LE QUOTIDIEN : Services saturés, patients brancardés, délais d'attente qui explosent… Les urgences occupent le devant de la scène médiatique. Comment l'expliquer ?
Pr PIERRE CARLI : La situation est encore en cours d'analyse, mais deux phénomènes peuvent déjà aider à comprendre la récente saturation des services d'urgences français. Nous avons connu cette année une épidémie de grippe à tiroirs qui, associée aux maladies infectieuses et aux virus hivernaux, nous a compliqué l'existence. Nous n'avons pas connu une vague cataclysmique de patients mais la situation n'a pas été simple à gérer. Il faut ajouter à cela la prise en charge de malades qui ne venaient pas aux urgences en première intention, mais faute de rendez-vous dans les cabinets de ville, eux aussi saturés par à-coups par la grippe. Voilà pour les raisons ponctuelles. Il faut aussi s'intéresser aux raisons structurelles.
La désorganisation des urgences renvoie-t-elle à un problème de prise en charge à l'échelle de l'hôpital ?
Quand les urgences débordent, c'est que l'hôpital est désorganisé ! Cela veut dire que les autres services ne jouent pas leur rôle d'aval de premier niveau.
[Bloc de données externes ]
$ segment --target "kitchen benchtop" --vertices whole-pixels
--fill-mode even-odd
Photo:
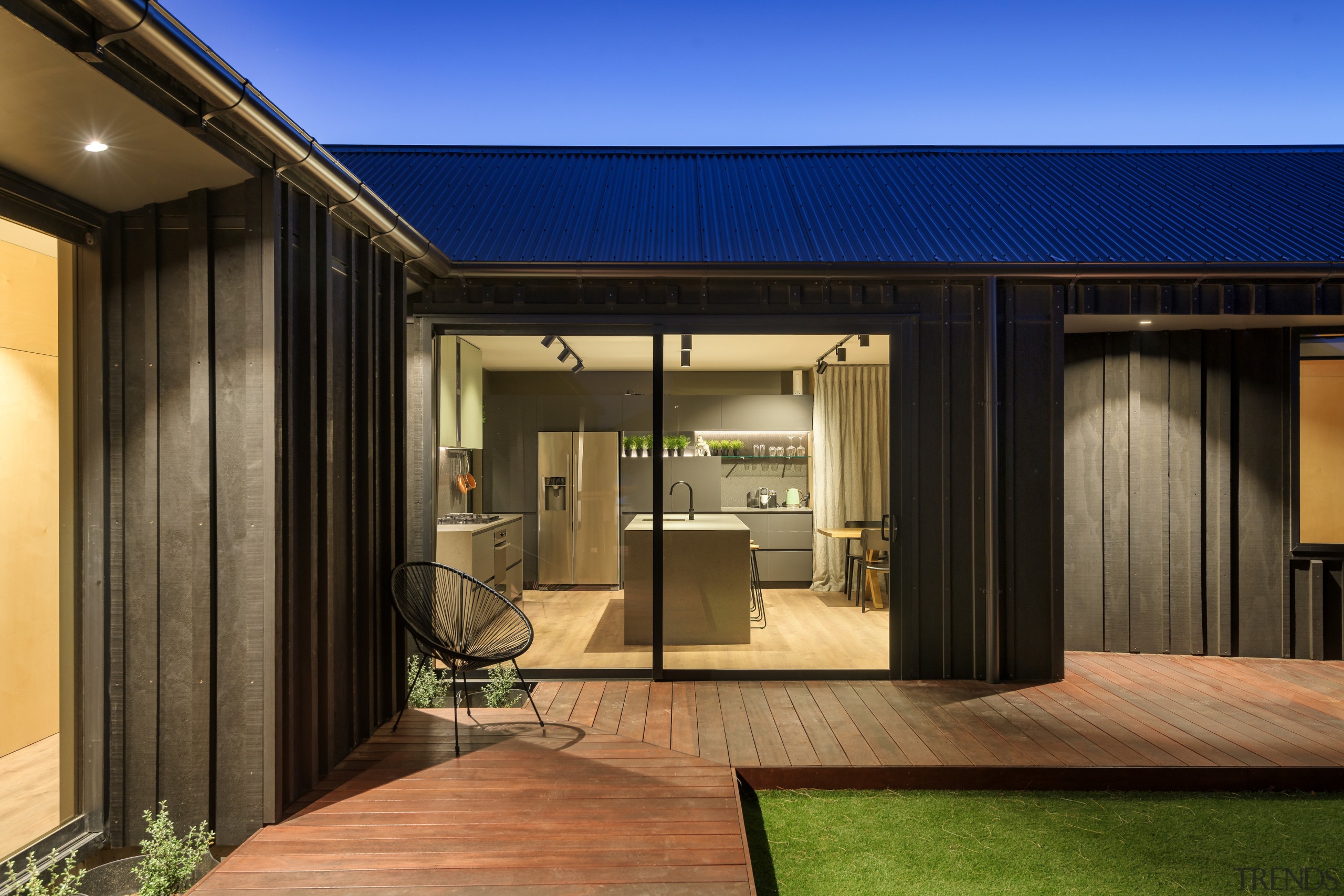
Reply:
[[[812,513],[812,508],[723,508],[724,513]]]
[[[516,520],[521,520],[521,513],[500,513],[500,519],[493,523],[439,523],[439,532],[461,532],[464,535],[476,535],[477,532],[485,532],[487,529],[495,529],[501,525],[508,525]]]
[[[625,527],[626,532],[652,532],[653,514],[641,513]],[[747,532],[747,525],[731,513],[696,513],[687,520],[685,513],[664,513],[664,532]]]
On observe un phénomène un peu nouveau cette année : la saturation de l'aval de l'aval, autrement dit des services de soins de suite et de réadaptation et de gériatrie, remplis pendant tout l'hiver. Cela bloque totalement la fluidité de la prise en charge des patients entrés par les urgences. Dans une moindre mesure, la saturation des EHPAD contribue également au dysfonctionnement du système. C'est l'effet domino.
Doit-on établir un moratoire sur la fermeture des lits ou en rouvrir ?
Le sujet n'est pas le manque de lits, mais le manque de lits au bon endroit ! En post-urgences, les services de médecine polyvalente doivent être en mesure d'accueillir des patients qui seront soignés par les bons spécialistes. Ce n'est pas le cas et c'est bien pour cela que ça coince.
Les médecins libéraux ne sont plus soumis à la permanence des soins obligatoire. Ont-ils leur part de responsabilité ?
L'encombrement des urgences n'est pas dû à une défaillance de la médecine générale. Nous travaillons ensemble, pas en opposition. Une chose est certaine : on ne peut pas envisager de traiter l'aval des urgences sans se poser la question de l'amont. Des leçons doivent être tirées de ces dernières semaines pour éviter que des situations similaires ne se répètent cet été, une autre saison parfois problématique pour nous.